Gumitir selalu punya cerita bagi pengendara yang melintas di kawasan tersebut. Di wilayah tapal batas antara Jember dan Banyuwangi tersebut ada makam Habib Ali bin Abdullah Alhamid yang selalu ramai peziarah hingga saat ini.
***
Usai memarkir motornya di pelataran makam Habib Ali bin Abdullah Alhamid, Saiful Anwar bergegas menuju ke tempat wudu, di samping utara makam utama. Perlahan ia membasuh anggota tubuh dengan air kran yang disediakan di sekitaran makam. Pria asal Desa Kajarharjo, Kecamatan Kalibaru, Kabupaten Banyuwangi itu terbiasa berziarah sepulang dari kampusnya di Kecamatan Sumbersari Kabupaten Jember.
“Saya pulang kadang sebulan sekali, di setiap melintas makam ini baik berangkat ke Jember atau pulang ke Banyuwangi selalu menyempatkan diri untuk berziarah,” kata pria yang saat ini sedang menempuh pekuliahan di semester 4.
Meski sering berziarah di makam Habib Ali bin Abdullah Alhamid, Saiful mengaku tidak mengerti sejarah awal mula adanya makam tersebut.
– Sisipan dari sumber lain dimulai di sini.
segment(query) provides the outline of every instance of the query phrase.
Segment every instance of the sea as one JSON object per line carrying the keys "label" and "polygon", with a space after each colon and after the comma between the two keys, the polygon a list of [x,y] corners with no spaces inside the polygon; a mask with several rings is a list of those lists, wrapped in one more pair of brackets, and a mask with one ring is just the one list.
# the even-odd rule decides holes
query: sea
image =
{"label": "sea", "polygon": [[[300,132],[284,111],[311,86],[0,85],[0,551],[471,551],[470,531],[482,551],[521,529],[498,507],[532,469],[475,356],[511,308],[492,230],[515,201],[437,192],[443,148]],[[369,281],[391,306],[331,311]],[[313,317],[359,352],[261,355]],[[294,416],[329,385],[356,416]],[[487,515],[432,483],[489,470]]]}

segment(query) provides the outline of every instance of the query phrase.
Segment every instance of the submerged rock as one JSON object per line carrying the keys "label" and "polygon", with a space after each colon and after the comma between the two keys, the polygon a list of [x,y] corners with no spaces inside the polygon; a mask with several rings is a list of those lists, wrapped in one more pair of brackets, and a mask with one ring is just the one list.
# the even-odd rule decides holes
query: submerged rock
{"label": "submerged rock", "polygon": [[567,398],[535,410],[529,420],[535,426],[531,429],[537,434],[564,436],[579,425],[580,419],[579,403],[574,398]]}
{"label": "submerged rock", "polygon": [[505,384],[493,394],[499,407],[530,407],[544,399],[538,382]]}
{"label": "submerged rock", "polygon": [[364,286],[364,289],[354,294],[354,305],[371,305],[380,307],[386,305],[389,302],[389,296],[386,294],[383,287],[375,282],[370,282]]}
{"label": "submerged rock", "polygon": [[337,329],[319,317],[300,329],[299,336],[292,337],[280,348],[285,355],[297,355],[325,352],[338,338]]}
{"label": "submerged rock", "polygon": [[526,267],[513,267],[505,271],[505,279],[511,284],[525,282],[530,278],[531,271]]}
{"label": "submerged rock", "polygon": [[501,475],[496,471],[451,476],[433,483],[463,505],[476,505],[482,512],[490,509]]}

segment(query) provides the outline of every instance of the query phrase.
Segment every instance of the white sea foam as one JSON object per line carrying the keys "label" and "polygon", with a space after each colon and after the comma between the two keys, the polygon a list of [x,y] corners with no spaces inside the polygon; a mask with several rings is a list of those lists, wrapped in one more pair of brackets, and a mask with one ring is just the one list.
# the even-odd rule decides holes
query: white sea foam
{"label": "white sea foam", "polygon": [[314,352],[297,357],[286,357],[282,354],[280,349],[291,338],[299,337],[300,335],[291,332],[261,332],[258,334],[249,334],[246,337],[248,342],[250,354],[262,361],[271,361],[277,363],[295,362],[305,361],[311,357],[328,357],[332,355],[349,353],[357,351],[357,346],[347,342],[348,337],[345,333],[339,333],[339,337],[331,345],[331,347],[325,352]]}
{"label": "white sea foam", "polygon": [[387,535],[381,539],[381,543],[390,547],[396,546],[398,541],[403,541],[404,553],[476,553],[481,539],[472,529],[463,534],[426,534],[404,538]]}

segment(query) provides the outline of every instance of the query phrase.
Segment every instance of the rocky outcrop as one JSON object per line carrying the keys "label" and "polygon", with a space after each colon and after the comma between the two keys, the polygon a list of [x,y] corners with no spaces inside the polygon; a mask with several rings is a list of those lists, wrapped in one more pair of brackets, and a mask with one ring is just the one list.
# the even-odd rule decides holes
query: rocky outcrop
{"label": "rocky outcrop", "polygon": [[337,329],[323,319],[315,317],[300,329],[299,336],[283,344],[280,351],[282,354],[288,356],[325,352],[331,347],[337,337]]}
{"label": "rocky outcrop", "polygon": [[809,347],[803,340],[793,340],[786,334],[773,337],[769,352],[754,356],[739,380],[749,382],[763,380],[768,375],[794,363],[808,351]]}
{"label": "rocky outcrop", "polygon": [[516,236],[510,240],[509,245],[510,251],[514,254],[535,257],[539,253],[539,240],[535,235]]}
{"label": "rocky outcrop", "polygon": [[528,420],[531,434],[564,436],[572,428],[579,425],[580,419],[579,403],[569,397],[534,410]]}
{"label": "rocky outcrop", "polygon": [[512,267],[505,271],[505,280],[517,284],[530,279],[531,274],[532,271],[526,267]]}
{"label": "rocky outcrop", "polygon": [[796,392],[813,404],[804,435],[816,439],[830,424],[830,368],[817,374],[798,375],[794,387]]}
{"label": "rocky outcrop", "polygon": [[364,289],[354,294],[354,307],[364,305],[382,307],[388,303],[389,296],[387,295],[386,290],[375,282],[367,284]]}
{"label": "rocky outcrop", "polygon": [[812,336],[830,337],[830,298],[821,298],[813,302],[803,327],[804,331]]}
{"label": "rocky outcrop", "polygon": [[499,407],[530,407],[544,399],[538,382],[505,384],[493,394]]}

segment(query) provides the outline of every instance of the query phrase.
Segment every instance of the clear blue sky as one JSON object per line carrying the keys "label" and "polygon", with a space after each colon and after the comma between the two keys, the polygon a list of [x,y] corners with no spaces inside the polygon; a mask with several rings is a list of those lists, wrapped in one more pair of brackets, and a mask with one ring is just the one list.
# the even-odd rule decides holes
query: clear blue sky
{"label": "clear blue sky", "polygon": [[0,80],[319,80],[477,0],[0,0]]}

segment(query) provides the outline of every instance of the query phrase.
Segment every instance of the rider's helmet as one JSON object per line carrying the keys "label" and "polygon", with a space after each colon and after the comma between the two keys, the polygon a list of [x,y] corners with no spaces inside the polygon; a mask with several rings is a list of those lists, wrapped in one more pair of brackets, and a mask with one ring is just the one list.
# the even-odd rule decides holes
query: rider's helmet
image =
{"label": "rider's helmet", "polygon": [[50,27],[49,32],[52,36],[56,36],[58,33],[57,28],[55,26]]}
Ia nampak kebingungan saat ditanya ihwal sejarah makam Habib Ali bin Abdullah Alhamid saat saya berbincang dengannya di halaman parkir makam itu.
Saiful lantas bercerita awal mula datang ke makam tersebut. Ayahnya pertama kali mengajaknya, dulu, sekitar tahun 2020. Awal mulai dirinya berkuliah di Jember setiap melintas di sekitaran makam ini selalu diajak orangtuanya untuk berziarah. Awalnya sekali dua kali, namun saat sudah terbiasa setiap perjalanan pulang ia selalu menyempatkan diri, apa lagi saat perjalanan di malam hari.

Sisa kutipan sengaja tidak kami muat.